Au-delà des considérations économiques et environnementales, aux yeux des villageois l’opération de Socfin-KCD à Busra pose un insoluble problème. Car, si dans la logique désenchantée du marché, les forêts sont avant tout matière première et surface d’exploitation, pour les villageois bunong, de larges parties des forêts sont sacrées. En effet, certaines sont habitées par les esprits des ancêtres que l’on y a enterrés. La Socfin, dans le cadre de sa nouvelle politique « conciliante », affirme vouloir protéger ces espaces. Or, lorsqu’en mars 2009, des bulldozers de la Socfin-KCD ont rasé ce qui paraissait n’être qu’une autre partie de la forêt à défricher, ils ont en fait roulé sur un cimetière, retournant les tombes – et, aux yeux des Bunong, provoquant l’ire des ancêtres. Cette profanation est d’autant plus inexplicable que, selon des sources sur place, la compagnie dispose de cartes détaillées sur lesquelles les forêts sacrées à préserver étaient repérées et clairement marquées. Pour se faire pardonner ce « faux-pas », la Socfin a fait don, en signe de bonne volonté, d’un buffle et d’un cochon, illico sacrifiés pour apaiser les esprits des ancêtres. Apparemment, ceci n’a pas contribué à rassurer les villageois. Ceux-ci affirment que depuis le début de la déforestation, et en particulier depuis la profanation du cimetière, le taux de mortalité aurait considérablement augmenté dans certains villages de Busra.

Si on mesure les promesses généreuses faites par la Socfin-KCD au Cambodge à l’aune du bilan du groupe Bolloré en Afrique, où se concentre la majorité de ses activités industrielles, la méfiance des Bunong ne semble pas tout à fait infondée.
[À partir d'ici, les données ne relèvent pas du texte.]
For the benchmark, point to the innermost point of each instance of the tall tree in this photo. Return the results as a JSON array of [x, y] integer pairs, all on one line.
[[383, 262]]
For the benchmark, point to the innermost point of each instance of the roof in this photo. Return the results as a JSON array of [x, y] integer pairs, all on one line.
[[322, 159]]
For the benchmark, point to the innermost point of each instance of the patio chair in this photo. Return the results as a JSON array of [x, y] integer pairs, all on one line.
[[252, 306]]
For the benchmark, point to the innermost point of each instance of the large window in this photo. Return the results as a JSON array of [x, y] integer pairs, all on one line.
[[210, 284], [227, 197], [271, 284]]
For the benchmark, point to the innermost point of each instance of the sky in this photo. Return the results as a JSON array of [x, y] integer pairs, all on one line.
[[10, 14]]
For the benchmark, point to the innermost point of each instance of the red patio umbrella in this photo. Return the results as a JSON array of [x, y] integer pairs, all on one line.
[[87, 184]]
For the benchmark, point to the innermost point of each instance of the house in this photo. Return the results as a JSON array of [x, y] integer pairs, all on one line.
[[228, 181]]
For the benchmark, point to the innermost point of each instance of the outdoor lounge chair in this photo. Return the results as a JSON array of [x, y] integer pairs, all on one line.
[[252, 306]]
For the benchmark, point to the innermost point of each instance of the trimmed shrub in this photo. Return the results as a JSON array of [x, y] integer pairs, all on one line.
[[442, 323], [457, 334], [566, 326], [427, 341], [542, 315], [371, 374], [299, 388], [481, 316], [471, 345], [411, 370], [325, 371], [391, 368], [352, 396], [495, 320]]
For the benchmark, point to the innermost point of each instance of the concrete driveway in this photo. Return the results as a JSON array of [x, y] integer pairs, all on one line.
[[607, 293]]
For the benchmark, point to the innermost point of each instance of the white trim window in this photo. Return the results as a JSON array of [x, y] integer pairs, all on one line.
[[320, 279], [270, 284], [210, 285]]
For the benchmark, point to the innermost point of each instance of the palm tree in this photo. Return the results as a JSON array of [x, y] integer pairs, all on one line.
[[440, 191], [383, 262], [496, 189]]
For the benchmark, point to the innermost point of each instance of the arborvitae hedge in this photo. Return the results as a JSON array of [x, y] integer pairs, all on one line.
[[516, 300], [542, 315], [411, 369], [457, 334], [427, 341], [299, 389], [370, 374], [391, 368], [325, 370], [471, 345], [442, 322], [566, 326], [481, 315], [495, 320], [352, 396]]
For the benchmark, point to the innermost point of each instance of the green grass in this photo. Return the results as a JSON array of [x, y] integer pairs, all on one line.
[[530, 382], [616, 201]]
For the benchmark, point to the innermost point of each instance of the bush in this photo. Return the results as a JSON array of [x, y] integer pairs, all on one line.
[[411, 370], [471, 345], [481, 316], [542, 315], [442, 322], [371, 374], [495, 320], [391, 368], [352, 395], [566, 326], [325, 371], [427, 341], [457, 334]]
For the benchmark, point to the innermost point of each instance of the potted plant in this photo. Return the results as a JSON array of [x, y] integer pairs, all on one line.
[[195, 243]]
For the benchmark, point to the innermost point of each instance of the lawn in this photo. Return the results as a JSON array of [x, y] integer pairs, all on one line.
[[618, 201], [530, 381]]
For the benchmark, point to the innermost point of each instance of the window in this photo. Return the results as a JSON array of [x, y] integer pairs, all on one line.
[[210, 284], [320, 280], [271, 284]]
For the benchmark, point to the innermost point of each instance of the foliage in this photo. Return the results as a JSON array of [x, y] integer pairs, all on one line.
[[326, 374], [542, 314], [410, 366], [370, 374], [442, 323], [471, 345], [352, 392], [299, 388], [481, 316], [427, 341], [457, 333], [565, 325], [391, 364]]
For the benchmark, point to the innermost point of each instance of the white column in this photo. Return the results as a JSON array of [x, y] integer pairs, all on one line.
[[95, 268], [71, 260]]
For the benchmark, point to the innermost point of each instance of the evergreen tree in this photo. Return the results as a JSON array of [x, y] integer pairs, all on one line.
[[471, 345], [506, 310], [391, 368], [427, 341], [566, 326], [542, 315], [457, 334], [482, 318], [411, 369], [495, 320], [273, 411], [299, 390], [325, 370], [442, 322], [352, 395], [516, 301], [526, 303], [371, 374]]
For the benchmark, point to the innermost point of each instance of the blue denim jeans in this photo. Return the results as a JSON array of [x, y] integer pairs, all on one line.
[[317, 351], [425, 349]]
Le rapport « Human Rights in Liberia’s Rubber Plantations: Tapping into the Future », réalisé en 2005 par la Mission des Nations Unies au Liberia, traite par exemple de la situation des droits de l’Homme dans cinq plantations d’hévéas au Libéria. Dans la gestion de ses « ressources humaines » elle ne semble pas faire grand cas de la « responsabilité sociale et environnementale » prônée par le Groupe Bolloré. Le rapport recense entre autres le manque de formation et d’équipement adaptés à la manipulation de produits cancérigènes, le travail d’enfants de moins de quatorze ans, la répression des syndicats, le maintien de l’ordre par des milices privées et les évictions de villageois gênant l’expansion de la zone d’exploitation.

Dans les médias, le nom de Vincent Bolloré est rarement cité en rapport avec ces affaires. Pourtant c’est un homme puissant et connu. Vincent Bolloré est à la tête d’un véritable empire industriel et médiatique qui s’étend du papier à rouler OCB aux médias, notamment les journaux gratuits Matin Plus et Direct Soir, en passant par l’institut de sondage CSA, la chaîne de cinéma Gaumont et le groupe publicitaire Havas. Rappelons en outre que Vincent Bolloré est « l’ami de vingt ans » de Nicolas Sarkozy, lequel se reposa sur son yacht, juste après les élections présidentielles. Or, s’il le faut, Bolloré sait aussi se faire discret. Ainsi, le souhait de Sarkozy de voir le Luxembourg renoncer à sa libéralité en matière de droits fiscaux n’est probablement pas au goût de l’« ami de vingt ans ». De très nombreuses opérations financières du Groupe Bolloré passent en effet par des sociétés aux structures pyramidales enchevêtrées et opaques. Dans le domaine du caoutchouc, nous en avons recensé quatre appartenant ou contrôlées par Bolloré : Intercultures, Socfinal, Socfinasia et Plantations des terres rouges. Elles sont toutes les quatre enregistrées au Luxembourg. Une opération win-win pour Bolloré : il bénéficie à la fois de la libéralité fiscale du grand-duché et protège son image publique.

Pendant ce temps là, dans la commune montagnarde de Busra, la situation des Bunong reste en suspens. Le gouvernement cambodgien et les organisations internationales continuent à se taire, et les bulldozers à rouler.